Review – Earthworms

Earthworms is the latest point-and-click adventure by Polish company All Those Moments. Playing as the role of private investigator Daniel White, you are summoned by an odd man to help locate a missing woman. Deep into your investigation, you begin to discover that there are other abnormal activities partaking, mainly involving earthworms, hence the title of the game. I’ve had my fair share of fun, satisfaction and laughs with previous point-and-click titles, and though there are some elements here that bring me back to the day, Earthworms feels more like an obligation.


Something about how this looks doesn’t feel right to me.

The graphics simply don’t do it for me, and I know my reasons are nit-picky ones that many will disagree with, but I feel the game’s attempt at the film-noir feeling falls short. Certain areas feel rushed, the lifeless expressions on everyone’s face are unintentionally unsettling and certain tasks feel like a chore because items you need aren’t drawn with importance and feel like background filler. Even the text box and loading screens feel copy/paste-like. It’s difficult to put into words, but I was weirded out by how everything looked to me.

The mechanics of a point and click adventure game are simple: You point where you want to go, and click. You point at which object you want to observe or pick up, you click. While that’s simple enough, there are three things about how it’s presented here in Earthworms that again fall short of the bar. For starters, I personally don’t feel point and clicks should be console based and that it makes more sense to be PC only, as you have more liberty with the mouse to move the cursor at your preferred speed. Here, the cursor doesn’t move fast enough for my liking and it can’t be altered as the Options menu is jokingly bare minimum. Secondly, I was disappointed that there wasn’t an actions menu at the bottom like most point and clicks would. Use, push, pull, open, etc.; these options opened up the game for more content and outcomes. Here, not only is the game scripted and reliant on order sequence, but simply clicking on the object fulfills the requirement, which feels like the game is holding your hand. And lastly, there is a mechanic in the game that magnetizes you cursor over items in order to direct the player to objects of importance. The problem here is that when I’m scanning the area or trying to fixate my cursor on one point, the game insists on constant attraction to something different, which was very bothersome.


Ugh, this writing. 

The sound and music are a stronger part about Earthworms, but yet again show inconsistencies. The background music fittingly changes given the area and certain areas are actually very musically impressive. Item usage and interactions are crisp, audible and authentic, with one very major exception: the walk cycle. Sounding like the protagonist is walking around in shoes filled with a mixture of wet and dry cat food, it is an infuriating sound to deal with for the game’s entirety. I considered turning the volume completely off because I was that agitated by it, but fearing I would miss out on any audible cues, I felt obligated to battle my demons. There is no voice acting, so by default that’s a miss. The dialogue is quite painful in its forced attempts to be edgy and funny, coming off awkward and unnecessary. Also, there will be times where you are engaged in conversation and you will only be given one thing to say as an option, multiple times in a row, too. Why make it a chore to select what you are going to say if you are  only given one thing to say?

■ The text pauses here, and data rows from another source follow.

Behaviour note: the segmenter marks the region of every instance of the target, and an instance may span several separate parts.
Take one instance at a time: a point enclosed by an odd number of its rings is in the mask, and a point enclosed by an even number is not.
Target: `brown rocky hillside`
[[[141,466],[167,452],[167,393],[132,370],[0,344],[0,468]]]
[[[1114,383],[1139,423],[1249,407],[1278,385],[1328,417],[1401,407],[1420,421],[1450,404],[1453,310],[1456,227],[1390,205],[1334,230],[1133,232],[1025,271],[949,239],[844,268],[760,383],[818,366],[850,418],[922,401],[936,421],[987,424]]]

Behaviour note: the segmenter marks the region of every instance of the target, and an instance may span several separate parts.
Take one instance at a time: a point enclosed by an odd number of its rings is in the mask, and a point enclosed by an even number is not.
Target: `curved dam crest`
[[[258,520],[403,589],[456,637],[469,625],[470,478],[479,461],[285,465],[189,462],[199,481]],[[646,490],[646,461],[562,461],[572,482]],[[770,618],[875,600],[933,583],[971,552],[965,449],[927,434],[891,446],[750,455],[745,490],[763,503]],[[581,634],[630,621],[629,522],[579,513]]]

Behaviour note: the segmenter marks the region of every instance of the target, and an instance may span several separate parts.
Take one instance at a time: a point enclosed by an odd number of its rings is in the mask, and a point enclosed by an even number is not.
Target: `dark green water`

As far as the fun factor goes, you’re best off on relying on how interested you are in solving puzzles, because every single character in the game is literally a moss covered log devoid of any personality. The conversations are mundane, boring and simplistically written; resulting in a story I have little to no interest in. If you can put all the gripes aside, admittedly there are moments where the game requires you to really think about item usage and combinations, not to mention some thought provoking puzzles.

earthwormsweird text

This feels rushed.

Overall, the feel of the game as a whole just didn’t click with me, and knowing that the game is short obligated me into sticking it out for the whole adventure. When I mean short, I mean it. This game took me two and a half hours to get the good ending. It doesn’t feel complete and it doesn’t bode well with me. Games back then like Day of the Tentacle, Sam and Max: Hit the Road and Indiana Jones and the Fate of Atlantis were games of my childhood that not only had impressive graphics (for the time), quirky and charismatic characters and an awesome soundtrack, but the game definitely felt more broad and took the player a lot longer than two and half hours to finish. Again, there are some things about this game that tickle my nostalgic bone, but for the most part, Earthworms needs to be put back under ground, watered, and given more time to grow into something better.


I’ve had my fair share of success with point-and-clicks, but two and a half hours is ridiculous.


Graphics: 5.0

The whole attempt at the film-noir feel falls way short and feels unsettling to look at.

Gameplay: 5.0

Keep point and clicks on PC. The handle and feel on a console joystick feels slow and problematic.

Sound: 7.0

While the music and item interactions are crisp and pleasant, the walk cycle sound is a definite trigger.

Fun Factor: 6.0

Bland, uninspired story and driftwood characters overwhelm moments of thought provoking puzzles.

Final Verdict: 5.5

Reviewed on Switch.
Earthworms is available now on PC and Switch.
A copy of Earthworms was provided by the publisher.